Israel top court upholds deportation of Palestinian to Gaza
Palestinian student Berlanty Azzam speaks to the press on the Gaza Strip side of Erez crossing terminal with Israel following a court hearing with her lawyer and Israeli authorities in November 2009. Israel's top court on Wednesday upheld a decision under which Azzam was deported from Bethlehem to Gaza just two months before she was due to complete her bachelor's degree.
Palestinian student Berlanty Azzam speaks to the press on the Gaza Strip side of Erez crossing terminal with Israel following a court hearing with her lawyer and Israeli authorities in November 2009. Israel's top court on Wednesday upheld a decision under which Azzam was deported from Bethlehem to Gaza just two months before she was due to complete her bachelor's degree.
AFP - Israel's top court on Wednesday upheld a decision under which a Palestinian student was deported from Bethlehem to Gaza just two months before she was due to complete her bachelor's degree.
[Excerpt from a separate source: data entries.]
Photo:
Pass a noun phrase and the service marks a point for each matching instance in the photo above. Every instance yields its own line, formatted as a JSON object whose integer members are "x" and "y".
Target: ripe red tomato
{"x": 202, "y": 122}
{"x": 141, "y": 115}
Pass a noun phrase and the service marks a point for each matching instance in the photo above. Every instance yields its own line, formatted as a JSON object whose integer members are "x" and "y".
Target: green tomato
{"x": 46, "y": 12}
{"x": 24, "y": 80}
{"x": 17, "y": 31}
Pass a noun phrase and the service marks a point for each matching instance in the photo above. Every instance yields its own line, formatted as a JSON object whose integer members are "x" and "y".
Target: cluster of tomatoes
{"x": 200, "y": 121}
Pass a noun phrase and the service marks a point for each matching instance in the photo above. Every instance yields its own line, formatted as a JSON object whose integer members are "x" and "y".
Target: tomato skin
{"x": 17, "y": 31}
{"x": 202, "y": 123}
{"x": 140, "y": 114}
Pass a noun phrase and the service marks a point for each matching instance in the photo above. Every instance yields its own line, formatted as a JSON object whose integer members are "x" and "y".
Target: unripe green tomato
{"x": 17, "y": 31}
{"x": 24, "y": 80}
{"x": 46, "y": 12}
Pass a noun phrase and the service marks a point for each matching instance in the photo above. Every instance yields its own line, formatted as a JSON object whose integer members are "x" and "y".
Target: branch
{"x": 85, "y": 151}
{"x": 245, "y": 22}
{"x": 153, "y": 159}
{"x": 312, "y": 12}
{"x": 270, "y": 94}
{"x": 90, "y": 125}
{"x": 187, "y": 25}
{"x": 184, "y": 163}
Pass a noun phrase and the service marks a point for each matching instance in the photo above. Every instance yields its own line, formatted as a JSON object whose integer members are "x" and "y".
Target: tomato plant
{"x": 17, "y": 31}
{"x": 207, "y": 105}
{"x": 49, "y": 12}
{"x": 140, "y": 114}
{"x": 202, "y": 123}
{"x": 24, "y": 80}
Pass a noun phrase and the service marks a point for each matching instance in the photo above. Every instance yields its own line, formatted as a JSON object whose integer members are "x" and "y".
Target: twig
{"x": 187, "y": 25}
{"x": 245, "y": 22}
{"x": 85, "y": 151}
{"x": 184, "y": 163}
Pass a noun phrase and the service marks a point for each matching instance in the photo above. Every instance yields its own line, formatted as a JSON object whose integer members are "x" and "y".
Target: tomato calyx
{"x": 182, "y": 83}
"I am very disappointed, and I don't understand why Israel is preventing me from continuing my studies," said Berlanty Azzam, 22, who was a student at the Vatican-sponsored Bethlehem university before she was forcefully removed because her ID had a Gaza address.
"They don't claim that my return to Bethlehem University poses a security risk, and studying at a Palestinian university is my right and the right of every Palestinian student," she said.
Azzam was handcuffed and blindfolded when she was sent to Gaza on October 28, according to the Israeli human rights group Gisha which had petitioned the court to allow her to return.
The Supreme Court's ruling upheld the state's decision that Azzam may not return to the West Bank because she had lived there since 2005 without the necessary Israeli permit.
The state admitted that Azzam had received a permit to travel to the West Bank via Israel in 2005 but argued that she should have obtained a further authorisation to remain there, even though it admitted none existed at the time, according to Gisha.
Israel controls the Palestinian population registry and since 2000 has not permitted address changes from the Gaza Strip to the West Bank.
Azzam's lawyer, Yadin Elam said it is "absurd" and contrary to international law that a Palestinian should need an Israeli permit to live in the West Bank.
"I cannot imagine why the state of Israel is so insistent on preventing Palestinian young people, against whom it makes no security claims whatsoever, from accessing higher education," he said.
Like Azzam, an estimated 25,000 Palestinians could be forcibly sent to Gaza because their addresses are registered there, according to Gisha.
Residents of Gaza cannot leave the tiny enclave, except in some medical emergency cases, because of an embargo Israel imposed after the Islamist Hamas movement seized power there in 2007.